The Habitual Offender Law was enacted in 1956 and amended in 1958. Since then the simple escape statute has been amended numerous times, most recently in 1976, and the legislature has given no indication that it should be applied in tandem with the recidivist law. The escape statute itself causes an enhancement of penalty by requiring consecutive sentences because of a defendant's previous felony conviction. Although the legislature chose to make the enhancement to a felony dependent upon a defendant's escape from the Department of Corrections instead of relating the enhancement directly to his previous commission of a felony, we see no real difference because only convicted felons may be sentenced to the Department of Corrections.[2] In any event, there is sufficient doubt that the penalty for a simple escape should be escalated twice by what may be an unforeseen combination of two criminal statutes, and in the absence of an explicit legislative authorization, we will construe the law strictly by refusing to give it such an expansive interpretation.

For the foregoing reasons the judgment of the district court is affirmed.

NOTES

[1] La.R.S. 14:110(A) provides:

"A. Simple escape is:

(1) The intentional departure, under circumstances wherein human life is not endangered, of a person imprisoned, committed, detained, or otherwise in the lawful custody of any law enforcement officer or officer of the Department of Corrections from any place where such person is legally confined; or

(2) The failure of a criminal serving a sentence and participating in a work release program authorized by law to report or return from his planned employment or other activity under said program at the appointed time; or

(3) The failure of a person who has been granted a furlough under the provisions of R.S. 15:833 and fails to return to his place of confinement at the appointed time.

Whoever having been sentenced to the Department of Corrections commits the crime of simple escape, shall be imprisoned at hard labor for not less than two years and not more than five years; provided that such sentence shall not run concurrently with any other sentence, provided, however, that:

(a) A person who is participating in a work release program as defined in Paragraph (2) hereof shall be imprisoned at hard labor for not less than six months nor more than one year and any such sentence shall not run concurrently with any other sentence.

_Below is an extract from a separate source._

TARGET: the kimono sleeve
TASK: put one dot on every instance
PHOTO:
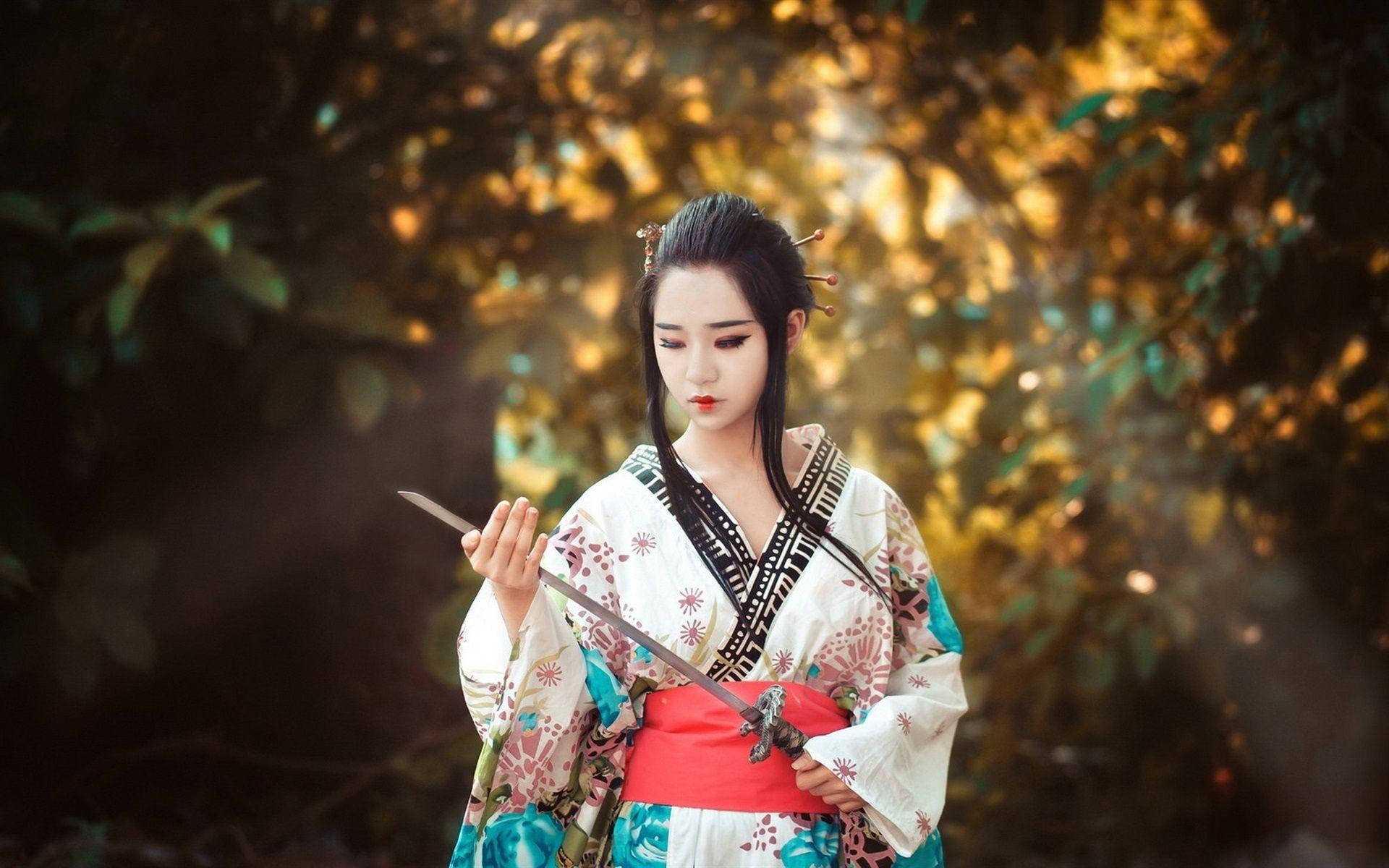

(b) A person who fails to return from an authorized furlough as defined by Paragraph (3) hereof shall be imprisoned at hard labor for not less than six months nor more than one year and any such sentence shall not run concurrently with any other sentence.

Whoever not having been sentenced to the Department of Corrections commits the crime of simple escape, shall be imprisoned for not more than one year and any such sentence shall not run concurrently with any other sentence.

"* * *."

[2] Under certain circumstances, a court may commit, confine or award custody of a juvenile to the Department of Corrections. La.R.S. 13:1580(2). However, such action does not constitute a sentence to the Department of Corrections. A sentence is the penalty imposed by the court on a defendant upon conviction of a crime. La.C.Cr.P. art. 871. Furthermore, "[n]o adjudication by the court upon the status of any child shall operate to impose any of the civil disabilities ordinarily resulting from conviction, nor shall any child be deemed a criminal by reason of such adjudication, nor shall such adjudication be deemed a conviction." La.R.S. 13:1580.